Has anyone owned or used the Trojan Colt? I am considering buying one, but i do not know anybody who has used one. I know that it is a copycat of the Spartan 100, which I do have. I also am told that the Trojan is all American made. Any insight on this would be appreciated!


----------



## OldSchool (Jan 30, 2010)

DrainBrain57 said:


> Has anyone owned or used the Trojan Colt? I am considering buying one, but i do not know anybody who has used one. I know that it is a copycat of the Spartan 100, which I do have. I also am told that the Trojan is all American made. Any insight on this would be appreciated!
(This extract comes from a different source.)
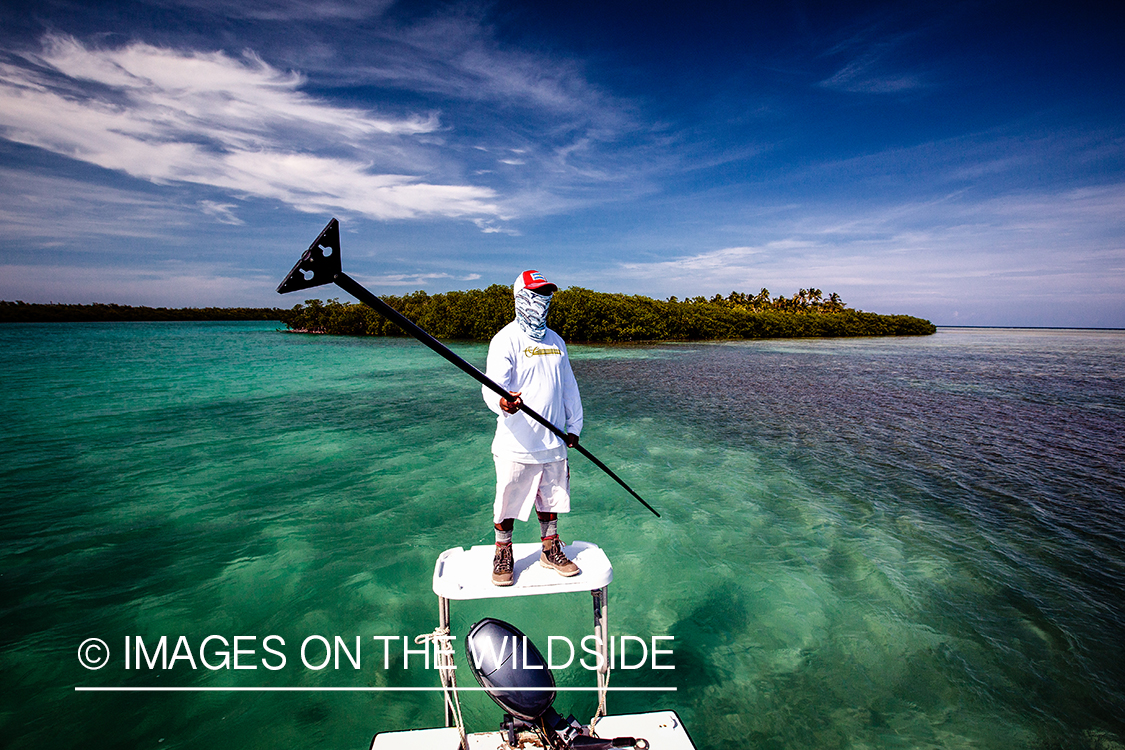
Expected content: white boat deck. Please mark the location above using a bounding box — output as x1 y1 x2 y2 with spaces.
370 710 696 749
432 541 613 600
Is it ribbed and scented ?


----------



## rocksteady (Oct 8, 2008)

Why post an intro?

http://www.plumbingzone.com/f3/







Paul


----------



## SlickRick (Sep 3, 2009)

Post an intro, Jerry is a Trojan rep. http://www.plumbingzone.com/members/jerrymac-32/


----------



## revenge (Jun 30, 2011)

Yep jerrys a trojan man


----------



## rocksteady (Oct 8, 2008)

Put your intro here...

http://www.plumbingzone.com/f3/


That way everybody knows where it is and all the hazing and beration can be confined to one thread. :blink:








Paul


----------



## SlickRick (Sep 3, 2009)

Fixed, carry on.


----------



## easttexasplumb (Oct 13, 2010)

I have used the Colt the only difference between it and the Spartan is the cable and the colt is slightly heavier IMO.


----------



## Cuda (Mar 16, 2009)

I have the colt and the 100 and think of them as the same unit I grab different drums and they all interchange I see them as the same unit.


----------



## eddiecalder (Jul 15, 2008)

Anyone try the cordless colt?


----------



## Cuda (Mar 16, 2009)

seweratz (Ron) used one and said it was great I think he was doing roof drains commercial building.


----------